“I’ve turned down some wonderful projects”: the reasons behind Dustin Hoffman’s repeated rejection of cinema icons

Rejection is part and parcel of the film business for anyone who uses it to make a living, but Dustin Hoffman does at least have his reasons for turning down multiple movies that would go on to become classics.

History isn’t short of thespians who’ve turned away from parts that go on to become legendary characters, Oscar-winning performances, or pop culture icons in other hands. Still, Hoffman is one of the few who made a point of digging into the specificities and explaining why none were the right career moves at the time.

Not that he hasn’t been in his own fair share of classics, obviously, but a career that’s already enjoyed decades of success and delivered two Oscars for ‘Best Actor’, a quartet of Baftas, two Primetime Emmys, and six Golden Globes could have been even more impressive if it wasn’t for Hoffman’s reticence.

He’s shone brightly in Mike Nichols’ The Graduate, John Schlesinger’s Midnight Cowboy, Barry Levinson’s Rain Man, Robert Benton’s Kramer v Kramer, Sydney Pollack’s Tootsie, Alan J Paluka’s All the President’s Men and many more, working with high-powered auteurs like Steven Spielberg and David O Russell in the process.

Chewing on the scenery in Spielberg’s Hook was the one and only time they’ve worked together, but it could have been three were it not for Hoffman’s habit of politely declining. “Spielberg says I’ve turned him down more than any other actor,” he acknowledged to The Guardian, before outlining how he earned that tag.

In addition to Close Encounters of the Third Kind, Hoffman additionally knocked back Amistad – or “the one about slaves” as he called it, referred to Always as “a love story Richard Dreyfuss did,” and was the first choice for Ben Kingsley’s role as Itzhak Stern in Schindler’s List. In short, he’s made one Spielberg flick and said no to a further four, with that persistence to cast him eventually paying off.

“I’ve turned down some wonderful projects,” Hoffman confessed, before pointing to Ingmar Bergman’s first English-language feature The Touch as another. When he passed, Max Von Sydow was drafted in instead, with the Swedish titan preferring someone he knew very well over the studio’s suggested replacements of either Paul Newman or Robert Redford.

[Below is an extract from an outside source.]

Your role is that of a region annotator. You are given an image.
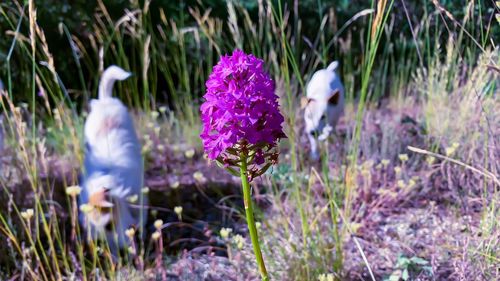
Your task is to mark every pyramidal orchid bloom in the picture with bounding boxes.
[200,50,285,281]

Why did he turn it down? “Because my first wife was pregnant and didn’t want to leave her obstetrician in New York to go to Sweden.” It’s fair to put family first, but Hoffman then immediately hinted that he wasn’t being entirely truthful by suggesting how anyone “can find reasons not to do anything.”

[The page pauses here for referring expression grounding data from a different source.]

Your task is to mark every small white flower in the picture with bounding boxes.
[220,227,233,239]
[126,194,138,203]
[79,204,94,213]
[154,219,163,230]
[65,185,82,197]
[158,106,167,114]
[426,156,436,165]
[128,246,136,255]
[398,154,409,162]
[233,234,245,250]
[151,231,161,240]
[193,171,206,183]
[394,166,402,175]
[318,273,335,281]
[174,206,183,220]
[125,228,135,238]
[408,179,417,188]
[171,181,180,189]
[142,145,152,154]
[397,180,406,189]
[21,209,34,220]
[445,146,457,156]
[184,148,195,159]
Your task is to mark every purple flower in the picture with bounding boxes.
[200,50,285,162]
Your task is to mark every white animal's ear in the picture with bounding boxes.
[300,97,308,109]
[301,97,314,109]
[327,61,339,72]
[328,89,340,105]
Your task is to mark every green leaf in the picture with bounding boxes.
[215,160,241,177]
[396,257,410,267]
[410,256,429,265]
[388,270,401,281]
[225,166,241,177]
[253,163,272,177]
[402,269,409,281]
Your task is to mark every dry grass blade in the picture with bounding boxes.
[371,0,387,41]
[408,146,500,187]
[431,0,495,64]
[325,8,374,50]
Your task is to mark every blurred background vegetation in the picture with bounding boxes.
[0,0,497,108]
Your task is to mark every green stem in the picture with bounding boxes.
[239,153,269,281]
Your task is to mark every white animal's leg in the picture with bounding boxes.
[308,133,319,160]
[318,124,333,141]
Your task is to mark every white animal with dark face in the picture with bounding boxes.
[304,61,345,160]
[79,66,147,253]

That’s Spielberg and Bergman chalked off, but were there any more directors who stand proudly among the greatest to ever grace the world of cinema that tried to recruit Hoffman for a project and were met with the latest in what was rapidly become a career-long trend of refusals? Of course there was.

“I turned Fellini down,” he admitted. 1980’s City of Women was an Italian production with a predominantly Italian cast, but Hoffman could have shaken things up as a rare American headliner. Instead, he didn’t care too much for the technical specifications of the shoot, which, in his mind, left him with no other option.

“He didn’t shoot with regular sound,” he sought to justify. “He’d shoot just with a guide track because everything is dubbed there, and I thought it would compromise the performance. I said I’d pay for it to be done in direct sound, and he said no, that’s not the way he worked. I love Fellini, and I turned him down. I always looked for reasons not to do something.”

He did get around to Spielberg eventually, but Bergman and Fellini didn’t circle back around for a second bite at the Hoffman-shaped cherry. The vast majority of actors working at the same time those two heavyweights were still active would have bitten off plenty of hands to get that chance, but like Hoffman intimated, he always found a way to explain his aversions.